Sobering stuff, especially if you go back through those paragraphs and substitute "alcohol" every time you see a reference to K2.
You do the math
New Zealand media in general do a good job of not repeating drivel unquestioningly, as much as our elected representatives may wish for that to happen.
But the amount of time that now has to be spent monitoring politicians' utterances and comparing them with the facts means it's inevitable the odd piece of bilge will slip through and make the news.
It's an example of the phenomenon outlined in a useful volume called Flat Earth News, by Nick Davies, one of the best books about news media in recent years.
Its message in brief: news organisations are today most likely to be owned by profit-driven corporations who keep expensive resources - such as journalists and editors - to a minimum.
The result is cheaper (for which, read inexperienced) workers doing jobs for which they are not qualified. The result: drivel in print and on the air, going unchallenged. After all, everyone believed the Earth was flat until some contrarian nuisance questioned the belief.
Which brings us to the recent exciting news that during a two-and-a-half-year expedition on Sir Peter Blake's old vessel, the Tara, researchers had discovered "up to a million" new species of aquatic life.
"Up to", as any secondary school student can tell you, is a phrase beloved of advertisers for its flexibility. A product that kills up to 99 per cent of household germs, for instance, may kill just 3 per cent but still qualifies for the description.

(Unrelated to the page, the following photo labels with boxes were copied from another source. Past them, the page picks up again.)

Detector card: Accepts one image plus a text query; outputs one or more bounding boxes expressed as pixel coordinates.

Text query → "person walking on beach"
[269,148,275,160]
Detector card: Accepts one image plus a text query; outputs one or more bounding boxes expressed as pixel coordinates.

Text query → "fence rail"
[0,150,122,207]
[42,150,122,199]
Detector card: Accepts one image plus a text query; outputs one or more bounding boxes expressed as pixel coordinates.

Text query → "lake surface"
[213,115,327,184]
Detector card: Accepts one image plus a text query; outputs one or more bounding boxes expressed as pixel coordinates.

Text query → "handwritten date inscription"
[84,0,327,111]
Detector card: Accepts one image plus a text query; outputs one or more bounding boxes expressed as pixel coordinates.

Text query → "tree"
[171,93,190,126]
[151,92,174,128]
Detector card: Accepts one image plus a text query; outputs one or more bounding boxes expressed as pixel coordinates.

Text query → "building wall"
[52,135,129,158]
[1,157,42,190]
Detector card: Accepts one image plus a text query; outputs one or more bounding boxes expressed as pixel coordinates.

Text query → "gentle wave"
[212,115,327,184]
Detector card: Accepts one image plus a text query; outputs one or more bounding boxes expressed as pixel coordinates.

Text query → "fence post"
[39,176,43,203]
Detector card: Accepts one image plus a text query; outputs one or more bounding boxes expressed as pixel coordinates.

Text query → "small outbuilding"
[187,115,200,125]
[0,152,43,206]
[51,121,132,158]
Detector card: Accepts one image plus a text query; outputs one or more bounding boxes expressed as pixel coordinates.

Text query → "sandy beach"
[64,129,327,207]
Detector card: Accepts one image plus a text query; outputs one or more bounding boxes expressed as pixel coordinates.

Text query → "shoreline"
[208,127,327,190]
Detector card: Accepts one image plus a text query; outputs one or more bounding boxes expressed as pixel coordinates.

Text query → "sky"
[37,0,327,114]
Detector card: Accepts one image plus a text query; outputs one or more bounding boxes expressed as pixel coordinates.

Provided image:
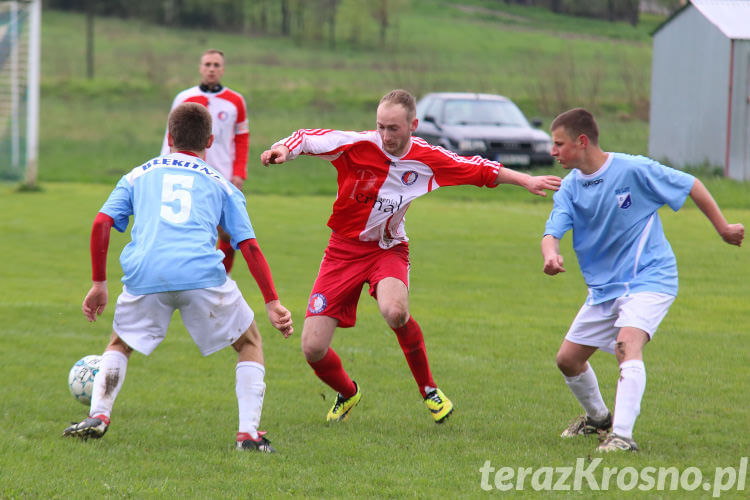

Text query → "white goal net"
[0,0,41,186]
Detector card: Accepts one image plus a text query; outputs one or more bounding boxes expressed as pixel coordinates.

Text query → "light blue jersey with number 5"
[100,153,255,295]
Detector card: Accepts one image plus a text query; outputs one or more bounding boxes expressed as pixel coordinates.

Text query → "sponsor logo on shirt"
[307,293,328,314]
[582,179,604,187]
[615,187,633,209]
[401,170,419,186]
[352,193,404,213]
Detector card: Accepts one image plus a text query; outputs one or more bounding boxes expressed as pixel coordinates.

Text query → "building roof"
[653,0,750,40]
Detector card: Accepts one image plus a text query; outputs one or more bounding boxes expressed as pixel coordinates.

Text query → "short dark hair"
[169,102,211,151]
[378,89,417,120]
[549,108,599,145]
[201,49,224,60]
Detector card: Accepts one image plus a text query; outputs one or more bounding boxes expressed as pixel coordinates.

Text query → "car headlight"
[458,139,487,151]
[534,141,552,154]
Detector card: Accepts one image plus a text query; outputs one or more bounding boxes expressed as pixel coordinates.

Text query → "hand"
[544,254,565,276]
[526,175,562,196]
[266,300,294,339]
[719,224,745,247]
[81,281,109,322]
[229,175,245,191]
[260,146,289,167]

Three is easily "up to" 99.
Those who heard the news item without stopping to do the maths would have been left with the clear impression that one million new species had joined the oceans' population roster.
But, in the case of new fish, three could well be as close to the real total as one million, for all we know.
In fact, to discover one million of anything in two and a half years would have required encountering 7692 species a week, or 45 creatures every hour, around the clock.
A task which even Sir Peter would have found beyond him.